Pocas cosas se han vuelto tan emocionantes como ver la publicidad actual. En una casa claramente acomodada un adolescente relamido pregunta a su padre cómo supo que su madre iba a ser la mujer de su vida. Éste toma un libro de una estantería y recita igualmente afectado unos fragmentos de Oliverio Girondo en donde se alaba a las mujeres que saben volar. Momentos de intriga: ¿es un anuncio de dentífrico, de telefonía móvil, de compresas contra las pérdidas de orina, de ron? ¿Una agencia de viajes, un remedio contra los hongos en las uñas de los pies, una nueva pizza de Telepizza, un coche, una serie de fascículos coleccionables con toda la filmografía de Sarita Montiel?

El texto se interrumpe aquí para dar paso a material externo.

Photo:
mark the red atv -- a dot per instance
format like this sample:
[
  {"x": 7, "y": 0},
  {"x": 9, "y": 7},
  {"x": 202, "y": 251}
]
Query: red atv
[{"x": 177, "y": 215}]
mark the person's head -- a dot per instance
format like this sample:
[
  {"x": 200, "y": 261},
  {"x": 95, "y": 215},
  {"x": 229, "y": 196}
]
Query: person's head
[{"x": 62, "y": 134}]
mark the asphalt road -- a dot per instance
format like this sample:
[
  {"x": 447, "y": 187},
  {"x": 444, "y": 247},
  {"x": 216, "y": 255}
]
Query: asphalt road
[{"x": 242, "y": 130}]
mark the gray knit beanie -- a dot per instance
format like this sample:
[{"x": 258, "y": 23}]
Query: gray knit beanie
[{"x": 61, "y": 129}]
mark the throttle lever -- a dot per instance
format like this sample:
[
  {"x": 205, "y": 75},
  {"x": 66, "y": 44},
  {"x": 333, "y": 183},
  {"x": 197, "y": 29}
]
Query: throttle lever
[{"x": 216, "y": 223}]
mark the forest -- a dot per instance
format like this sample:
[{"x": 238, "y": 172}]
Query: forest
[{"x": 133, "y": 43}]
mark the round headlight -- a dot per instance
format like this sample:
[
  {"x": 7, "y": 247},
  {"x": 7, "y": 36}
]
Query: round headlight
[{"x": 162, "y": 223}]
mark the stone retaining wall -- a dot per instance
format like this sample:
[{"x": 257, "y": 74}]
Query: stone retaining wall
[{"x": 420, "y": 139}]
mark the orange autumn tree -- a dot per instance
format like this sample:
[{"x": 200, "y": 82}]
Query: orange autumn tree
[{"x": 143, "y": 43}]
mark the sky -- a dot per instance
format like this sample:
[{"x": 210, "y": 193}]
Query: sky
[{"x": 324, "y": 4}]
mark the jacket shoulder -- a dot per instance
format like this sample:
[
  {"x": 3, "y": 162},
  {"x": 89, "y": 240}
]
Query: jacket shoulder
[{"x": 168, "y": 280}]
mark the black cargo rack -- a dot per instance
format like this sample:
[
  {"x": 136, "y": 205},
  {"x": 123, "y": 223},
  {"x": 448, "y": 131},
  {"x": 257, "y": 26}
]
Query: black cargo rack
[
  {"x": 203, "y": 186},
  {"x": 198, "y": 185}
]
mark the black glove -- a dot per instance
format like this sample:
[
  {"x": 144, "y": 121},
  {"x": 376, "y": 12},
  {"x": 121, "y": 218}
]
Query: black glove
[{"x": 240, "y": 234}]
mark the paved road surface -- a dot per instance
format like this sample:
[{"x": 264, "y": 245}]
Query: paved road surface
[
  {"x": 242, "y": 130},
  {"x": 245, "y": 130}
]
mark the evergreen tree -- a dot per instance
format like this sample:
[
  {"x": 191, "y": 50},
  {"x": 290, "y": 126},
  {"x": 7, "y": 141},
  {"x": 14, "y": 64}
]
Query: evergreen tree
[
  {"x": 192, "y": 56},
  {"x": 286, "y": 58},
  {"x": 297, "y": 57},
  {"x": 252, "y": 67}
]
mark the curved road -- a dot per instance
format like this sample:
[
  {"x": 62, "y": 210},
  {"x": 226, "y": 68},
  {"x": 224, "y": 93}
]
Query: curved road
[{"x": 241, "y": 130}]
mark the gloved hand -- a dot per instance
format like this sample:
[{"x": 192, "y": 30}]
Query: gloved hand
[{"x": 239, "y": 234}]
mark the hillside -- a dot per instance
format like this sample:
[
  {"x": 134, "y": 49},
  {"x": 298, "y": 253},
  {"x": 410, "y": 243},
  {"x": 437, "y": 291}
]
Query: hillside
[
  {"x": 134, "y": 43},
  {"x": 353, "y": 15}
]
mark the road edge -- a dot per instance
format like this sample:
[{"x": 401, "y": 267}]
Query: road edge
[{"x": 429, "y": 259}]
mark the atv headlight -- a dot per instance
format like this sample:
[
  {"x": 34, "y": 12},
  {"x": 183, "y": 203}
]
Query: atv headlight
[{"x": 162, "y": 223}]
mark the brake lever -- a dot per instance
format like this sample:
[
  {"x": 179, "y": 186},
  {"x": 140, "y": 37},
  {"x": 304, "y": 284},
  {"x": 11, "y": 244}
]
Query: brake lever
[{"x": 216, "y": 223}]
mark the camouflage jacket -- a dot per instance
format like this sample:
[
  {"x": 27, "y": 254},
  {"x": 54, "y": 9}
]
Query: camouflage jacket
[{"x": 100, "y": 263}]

Cambio de secuencia. Unas imágenes aéreas de una ciudad costera se presentan acompañadas del comienzo arrollador del “Cry baby” de Janis Joplin, y tras dos o tres planos aparecen el padre y la madre cogidos de la mano sobrevolando felices los edificios. La tensión llega ya a extremos insoportables: ¿nos quieren vender un detergente que respeta los colores de la ropa, una nueva marca comercial de ibuprofeno, llantas de automóvil, arroz, un antihemorroidal? Qué comecome da no saber no ya qué empresa sino ni siquiera a qué ramo pertenece la empresa que está intentando que el dinero pase de nuestro bolsillo al suyo. Hace ya muchos años que los anuncios no hablan sobre el producto que anuncian, pero nunca como ahora las agencias publicitarias habían dejado de disimularlo de forma tan descarada, para mofa de su propio público.
Hasta que la pareja voladora se posa finalmente en un edificio y se desvela el enigma: es una cuenta de ING Direct. Igualmente podría haber aparecido en ese momento el logotipo de una marca de comida para perros, de una aseguradora para coches o imágenes del catálogo de IKEA. Pero es un banco. Un banco aleatorio e inesperado. La pareja se aleja volando hacia el atardecer, y, con ella, la racionalidad, el respeto al espectador, la credibilidad de la publicidad y la posibilidad de que yo abra una cuenta de ésas en el banco ése.